Got spooked, got misty eyed, laughed, groaned, got obsessed with trying to put the pieces together. I reckon that's literature. Would recommend. Purposely staying vague as this is a labyrinth better experienced than heard described. The 713 page length may sound even scarier than whatever lurks in the depths of the house, but it's actually much shorter than it looks (you'll see) and I also found it more substantive per-page than comparable thickos I've committed to. There's reveals right at the end that had me reeling for days.
May seem like heady reading from these descriptions but it's very accessible and despite a fair amount of classical allusions it feels aimed squarely at people outside the venn diagram of haughty literary types or even at non-readers altogether given both a certain cinematic quality and the fact it revels in the book as a physical object that, somewhat ironically, sets it apart from other novels and makes for a 'one of one' experience all round. At least imo it hits that sweet spot between being accessible and highly ambitious and inventive, and delivers enough authentic payoff to get away with both its vagaries and a refusal to give easy answers.

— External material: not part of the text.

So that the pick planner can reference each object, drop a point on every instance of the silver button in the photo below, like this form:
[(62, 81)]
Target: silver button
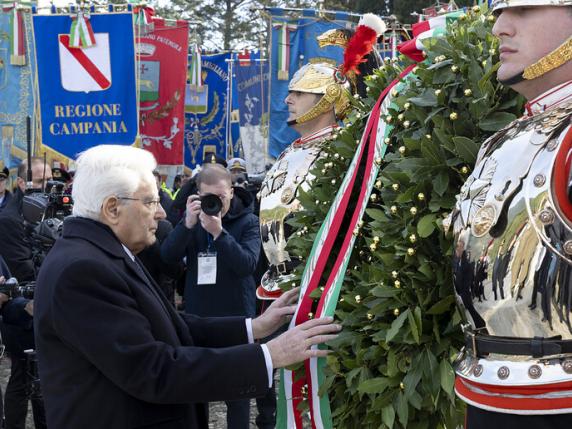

The whole thing also feels like proto-creepypasta with overlaps into concepts like SCP and the Backrooms so it's certifiably zoomer compatible.
At 1/31/24 09:58 AM, Jackho wrote:The end of the first month approaches. If anyone else has updates for January get 'em logged.
I thought I'd be able to complete the first book this month, but unfortunately work seems to be getting more hectic these days. I currently have like 20 pages to finish, for what it's worth. Thankfully I still have one month of leeway to finish, in the worst case.
Slint approves of me! | "This is Newgrounds.com, not Disney.com" - WadeFulp
"Sit look rub panda" - Alan Davies
4. Remainder by Tom McCarthy
This is one of the oddest books I have ever read. The prose is simple in a good way and flows with ease, which helps keep you focused. This story took me on a long voyage that had me questioning everything in the book and made me hyper-aware of trivial everyday things. Without spoiling anything, I'd recommend anybody looking for an awkward, unique, and very British at times story, to read this.